Unbounded - crowlogic/arb4j GitHub Wiki

Yes, it is possible for a process (or a random variable) to be unbounded (i.e., it can take values up to infinity) and yet have a finite variance.

Variance is a measure of the spread or dispersion of the values that a random variable can take. In mathematical terms, the variance of a random variable (X) is defined as the expected value of the squared deviation from the mean, i.e.,

[ Var(X) = E[(X - E[X])^2] ]

Even if a random variable can take on arbitrarily large values, it can still have a finite variance if the probability of taking on those large values is sufficiently small. This is the case, for instance, for the normal distribution and the exponential distribution, both of which are unbounded (the normal distribution is unbounded on both sides, and the exponential distribution is unbounded on the positive side), but have finite variance.

However, there are also unbounded distributions that have infinite variance, such as the Cauchy distribution. So, the fact that a distribution is unbounded does not automatically tell you whether its variance is finite or not - this depends on the specific details of the distribution.

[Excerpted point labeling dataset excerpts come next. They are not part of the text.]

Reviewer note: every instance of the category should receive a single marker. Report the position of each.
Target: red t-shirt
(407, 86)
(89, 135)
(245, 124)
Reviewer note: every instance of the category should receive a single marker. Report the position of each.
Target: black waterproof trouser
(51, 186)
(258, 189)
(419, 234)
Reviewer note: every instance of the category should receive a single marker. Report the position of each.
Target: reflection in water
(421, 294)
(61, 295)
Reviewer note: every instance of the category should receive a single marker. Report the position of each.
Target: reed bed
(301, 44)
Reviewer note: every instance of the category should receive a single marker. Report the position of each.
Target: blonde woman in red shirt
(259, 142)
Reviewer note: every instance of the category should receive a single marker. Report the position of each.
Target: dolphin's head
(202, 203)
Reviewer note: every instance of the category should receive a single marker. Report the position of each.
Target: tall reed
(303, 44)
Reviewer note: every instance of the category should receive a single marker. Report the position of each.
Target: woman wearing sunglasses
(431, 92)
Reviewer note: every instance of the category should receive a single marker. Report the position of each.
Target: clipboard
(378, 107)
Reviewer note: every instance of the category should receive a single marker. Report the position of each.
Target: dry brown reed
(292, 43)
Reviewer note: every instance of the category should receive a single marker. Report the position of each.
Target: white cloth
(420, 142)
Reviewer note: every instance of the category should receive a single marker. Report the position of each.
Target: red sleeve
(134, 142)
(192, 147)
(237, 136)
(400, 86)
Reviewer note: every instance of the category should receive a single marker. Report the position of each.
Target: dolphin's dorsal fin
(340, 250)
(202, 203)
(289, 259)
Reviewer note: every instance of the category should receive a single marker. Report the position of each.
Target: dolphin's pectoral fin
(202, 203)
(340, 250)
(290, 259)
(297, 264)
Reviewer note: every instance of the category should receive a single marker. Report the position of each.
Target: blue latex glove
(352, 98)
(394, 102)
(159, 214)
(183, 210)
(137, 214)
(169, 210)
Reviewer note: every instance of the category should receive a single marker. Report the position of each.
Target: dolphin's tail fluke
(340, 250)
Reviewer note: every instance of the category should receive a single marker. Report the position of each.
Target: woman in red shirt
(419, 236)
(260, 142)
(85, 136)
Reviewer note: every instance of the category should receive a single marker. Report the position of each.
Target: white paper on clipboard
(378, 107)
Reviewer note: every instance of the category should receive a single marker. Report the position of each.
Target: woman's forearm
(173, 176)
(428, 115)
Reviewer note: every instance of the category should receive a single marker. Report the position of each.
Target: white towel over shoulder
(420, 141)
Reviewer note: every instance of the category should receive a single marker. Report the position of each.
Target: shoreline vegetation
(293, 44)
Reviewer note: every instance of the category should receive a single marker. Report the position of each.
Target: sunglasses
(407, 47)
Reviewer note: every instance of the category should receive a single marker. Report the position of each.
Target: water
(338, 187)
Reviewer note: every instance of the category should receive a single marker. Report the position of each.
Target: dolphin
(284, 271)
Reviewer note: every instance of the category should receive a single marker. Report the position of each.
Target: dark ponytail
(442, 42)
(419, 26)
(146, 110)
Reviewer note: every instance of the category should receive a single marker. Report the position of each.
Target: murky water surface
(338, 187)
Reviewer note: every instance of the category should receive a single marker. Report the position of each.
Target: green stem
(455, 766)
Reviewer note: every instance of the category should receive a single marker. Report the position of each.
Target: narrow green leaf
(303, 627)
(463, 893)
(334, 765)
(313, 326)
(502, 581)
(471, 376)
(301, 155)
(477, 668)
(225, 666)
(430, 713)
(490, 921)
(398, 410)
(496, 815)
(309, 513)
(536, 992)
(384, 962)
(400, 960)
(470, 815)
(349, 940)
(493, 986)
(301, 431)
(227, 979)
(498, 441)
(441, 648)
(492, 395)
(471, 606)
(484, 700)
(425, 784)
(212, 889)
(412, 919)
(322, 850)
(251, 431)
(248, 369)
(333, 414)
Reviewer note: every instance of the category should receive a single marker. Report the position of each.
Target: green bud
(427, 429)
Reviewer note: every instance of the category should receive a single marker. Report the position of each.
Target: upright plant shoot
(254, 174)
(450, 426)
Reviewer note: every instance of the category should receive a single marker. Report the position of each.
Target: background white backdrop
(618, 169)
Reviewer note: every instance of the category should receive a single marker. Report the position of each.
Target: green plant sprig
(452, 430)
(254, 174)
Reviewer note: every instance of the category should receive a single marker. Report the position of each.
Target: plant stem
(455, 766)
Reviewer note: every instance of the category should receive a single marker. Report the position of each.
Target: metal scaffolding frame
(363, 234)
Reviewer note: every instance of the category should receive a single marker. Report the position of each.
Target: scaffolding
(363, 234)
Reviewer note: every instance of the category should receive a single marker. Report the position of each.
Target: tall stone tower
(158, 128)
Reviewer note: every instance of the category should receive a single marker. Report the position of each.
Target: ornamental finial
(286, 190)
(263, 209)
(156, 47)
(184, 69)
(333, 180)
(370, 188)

It's also worth noting that the maximum value of a random process is a slightly different concept, because a random process is a collection of random variables indexed by time or space, and each of these random variables can have its own distribution with its own maximum value. But the basic idea is the same: even if these maximum values are unbounded, the process can still have finite variance if the probability of taking on large values is sufficiently small at each point in time or space.